In the Church, however, it’s a whole different game. Next weekend will mark a full year without a first date with any LDS woman. Not for lack of trying, either; I’ve been turned down, cancelled on our stood up over 70 times since then.

So, what is it that is such a barrier?
Divorced: believe it or not, there are 35+ year old women out there still looking for a virgin. Not a socially awkward one either, but an attractive, confident guy who has managed not get married or to have sex yet.
Adult convert: I converted after my divorce, with children, so I never went to Primary, didn’t serve a mission, etc. I’ve had more than one woman tell me that I couldn’t live up to her standards because I wasn’t born and raised in the Church.
Non-RM: see above. Never mind that she married an abusive, cheating RM before, somehow she’s sure this requirement will guarantee a good one next time.
Not wealthy: come on ladies, “what do you do for a living?” is a fine pre-first-date question. “How much do you make?” before you even get to last names is a sure sign of a gold digger.
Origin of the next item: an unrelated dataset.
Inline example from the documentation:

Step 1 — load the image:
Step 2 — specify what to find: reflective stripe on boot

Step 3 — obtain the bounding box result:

Renter: yep; not only turned down, but flat out told I’m incapable of being worthy to court any good woman because I don’t own my home. Apparently a rented house doesn’t fulfill the “necessities of life and protection” as some women see it. (Or, more likely, they’re looking for someone they can take half the equity from in the divorce that’s inevitable when one partner is using a criteria list like this instead of looking at things like personality and how he treats her on a date.)